1. An amphibious assault of the island, an action something on the order of a D-Day plus in size and complexity, would run a high risk of failure, and I believe give pause to even an irrational actor giving such an order. Although not nearly so complex, a blockade for its part would not be easy, and as in the case of an assault, almost certainly prompt intervention by the US and others.
2. Given the inherent difficulties of either action China would almost certainly consider primitively striking US targets in Guam and Japan insuring a wider war involving not just the forces on Taiwan. Such strikes would also introduce the prospect that the conflict might not remain solely conventional. Also, while Beijing’s current efforts to reduce the impact of the anticipated international sanctions ameliorates somewhat the damage to the economy, there are no easy answers to the disruption of imports, especially oil and gas, that will surely come.
Accordingly in the short term, I still maintain that an attempt to take Taiwan by force or blockade the island remains low unless Taipei does something stupid like declare its formal independence or Washington does something equally stupid such as move away from the informal relationship established by the Taiwan Relations Act. With that said, I will watch China’s economic situation much more closely, and keep a closer eye on Xi’s antics.
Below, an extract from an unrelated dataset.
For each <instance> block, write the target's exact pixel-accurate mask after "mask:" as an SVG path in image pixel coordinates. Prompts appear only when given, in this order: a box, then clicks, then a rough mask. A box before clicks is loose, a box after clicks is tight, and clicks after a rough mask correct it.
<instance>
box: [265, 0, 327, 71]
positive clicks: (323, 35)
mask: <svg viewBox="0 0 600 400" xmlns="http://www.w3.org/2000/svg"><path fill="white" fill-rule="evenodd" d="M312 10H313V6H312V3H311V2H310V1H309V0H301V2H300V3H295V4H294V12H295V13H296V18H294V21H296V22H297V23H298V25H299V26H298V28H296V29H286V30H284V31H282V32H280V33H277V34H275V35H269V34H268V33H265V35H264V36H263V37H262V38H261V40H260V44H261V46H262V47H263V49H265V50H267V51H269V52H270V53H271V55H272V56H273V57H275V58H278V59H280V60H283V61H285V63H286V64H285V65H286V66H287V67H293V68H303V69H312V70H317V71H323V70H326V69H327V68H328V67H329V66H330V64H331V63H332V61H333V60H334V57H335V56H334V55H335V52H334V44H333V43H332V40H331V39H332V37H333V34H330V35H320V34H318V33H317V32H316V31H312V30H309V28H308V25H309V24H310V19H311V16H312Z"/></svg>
[i] Malcolm Riddell, CHINAMacroReporter, August 24, 2023.
[ii] Michael Beckley, The Peril of Peaking Powers: Economic Slowdowns and Implications for China’s Next Decade, International Security, VOL 48, Summer 2023, p.11.
[iii] Ibid, p. 12.
Carl: You suggest that Xi might order an attack on Taiwan as a result of "flawed views of China's military capability, bad intelligence, or a misreading of Taiwan and U.S. intentions." But there is also the very real possibility that he would do so with a full understanding of the circumstances and the risks--and a willingness to accept those risks--because of a domestic political imperative to act in defense of Chinese sovereignty and the legitimacy of the CCP. His rational actor model might be different from ours.